All of lore.kernel.org
 help / color / mirror / Atom feed
From: Oscar Salvador <osalvador@suse.de>
To: Dan Williams <dan.j.williams@intel.com>
Cc: Michal Hocko <mhocko@suse.com>,
	linux-nvdimm@lists.01.org, linux-kernel@vger.kernel.org,
	linux-mm@kvack.org, akpm@linux-foundation.org,
	Vlastimil Babka <vbabka@suse.cz>
Subject: Re: [PATCH v7 03/12] mm/sparsemem: Add helpers track active portions of a section at boot
Date: Thu, 2 May 2019 09:48:08 +0200	[thread overview]
Message-ID: <20190502074803.GA3495@linux> (raw)
In-Reply-To: <155677653785.2336373.11131100812252340469.stgit@dwillia2-desk3.amr.corp.intel.com>

On Wed, May 01, 2019 at 10:55:37PM -0700, Dan Williams wrote:
> Prepare for hot{plug,remove} of sub-ranges of a section by tracking a
> section active bitmask, each bit representing 2MB (SECTION_SIZE (128M) /
> map_active bitmask length (64)). If it turns out that 2MB is too large
> of an active tracking granularity it is trivial to increase the size of
> the map_active bitmap.
> 
> The implications of a partially populated section is that pfn_valid()
> needs to go beyond a valid_section() check and read the sub-section
> active ranges from the bitmask.
> 
> Cc: Michal Hocko <mhocko@suse.com>
> Cc: Vlastimil Babka <vbabka@suse.cz>
> Cc: Logan Gunthorpe <logang@deltatee.com>
> Tested-by: Jane Chu <jane.chu@oracle.com>
> Signed-off-by: Dan Williams <dan.j.williams@intel.com>

Unfortunately I did not hear back about the comments/questions I made for this
in the previous version.

> ---
>  include/linux/mmzone.h |   29 ++++++++++++++++++++++++++++-
>  mm/page_alloc.c        |    4 +++-
>  mm/sparse.c            |   48 ++++++++++++++++++++++++++++++++++++++++++++++++
>  3 files changed, 79 insertions(+), 2 deletions(-)
> 
> diff --git a/include/linux/mmzone.h b/include/linux/mmzone.h
> index 6726fc175b51..cffde898e345 100644
> --- a/include/linux/mmzone.h
> +++ b/include/linux/mmzone.h
> @@ -1175,6 +1175,8 @@ struct mem_section_usage {
>  	unsigned long pageblock_flags[0];
>  };
>  
> +void section_active_init(unsigned long pfn, unsigned long nr_pages);
> +
>  struct page;
>  struct page_ext;
>  struct mem_section {
> @@ -1312,12 +1314,36 @@ static inline struct mem_section *__pfn_to_section(unsigned long pfn)
>  
>  extern int __highest_present_section_nr;
>  
> +static inline int section_active_index(phys_addr_t phys)
> +{
> +	return (phys & ~(PA_SECTION_MASK)) / SECTION_ACTIVE_SIZE;
> +}
> +
> +#ifdef CONFIG_SPARSEMEM_VMEMMAP
> +static inline int pfn_section_valid(struct mem_section *ms, unsigned long pfn)
> +{
> +	int idx = section_active_index(PFN_PHYS(pfn));
> +
> +	return !!(ms->usage->map_active & (1UL << idx));

section_active_mask() also converts the value to address/size.
Why do we need to convert the values and we cannot work with pfn/pages instead?
It should be perfectly possible unless I am missing something.

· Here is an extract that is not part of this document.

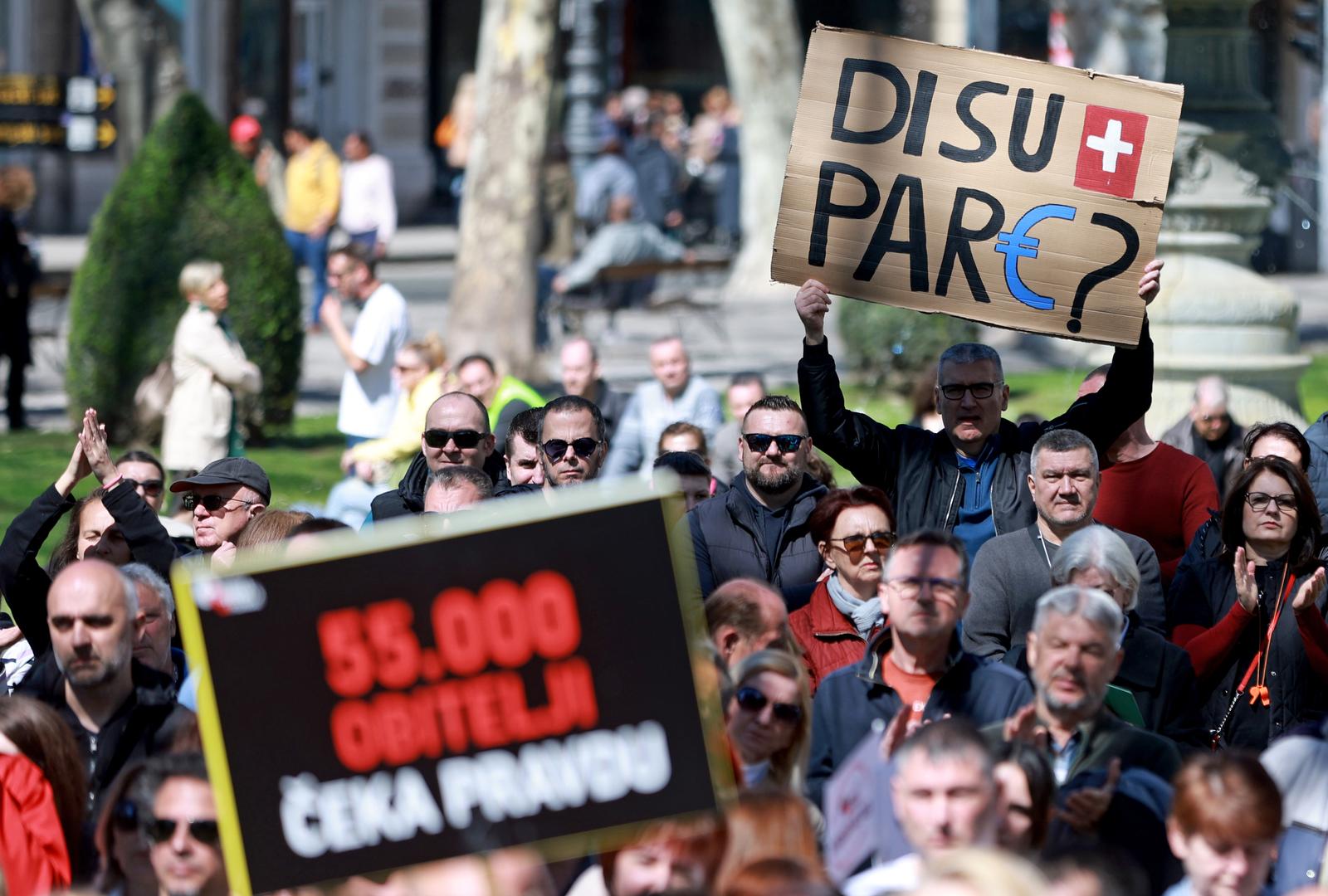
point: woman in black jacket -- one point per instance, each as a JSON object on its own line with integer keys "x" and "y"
{"x": 1155, "y": 672}
{"x": 1252, "y": 617}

The only thing required would be to export earlier your:

+#define PAGES_PER_SUB_SECTION (SECTION_ACTIVE_SIZE / PAGE_SIZE)
+#define PAGE_SUB_SECTION_MASK (~(PAGES_PER_SUB_SECTION-1))

and change section_active_index to:

static inline int section_active_index(unsigned long pfn)
{
	return (pfn & ~(PAGE_SECTION_MASK)) / SUB_SECTION_ACTIVE_PAGES;
}

In this way we do need to shift the values every time and we can work with them
directly.
Maybe you made it work this way because a reason I am missing.

> +static unsigned long section_active_mask(unsigned long pfn,
> +		unsigned long nr_pages)
> +{
> +	int idx_start, idx_size;
> +	phys_addr_t start, size;
> +
> +	if (!nr_pages)
> +		return 0;
> +
> +	start = PFN_PHYS(pfn);
> +	size = PFN_PHYS(min(nr_pages, PAGES_PER_SECTION
> +				- (pfn & ~PAGE_SECTION_MASK)));

It seems to me that we already picked the lowest value back in
section_active_init, so we should be fine if we drop the min() here?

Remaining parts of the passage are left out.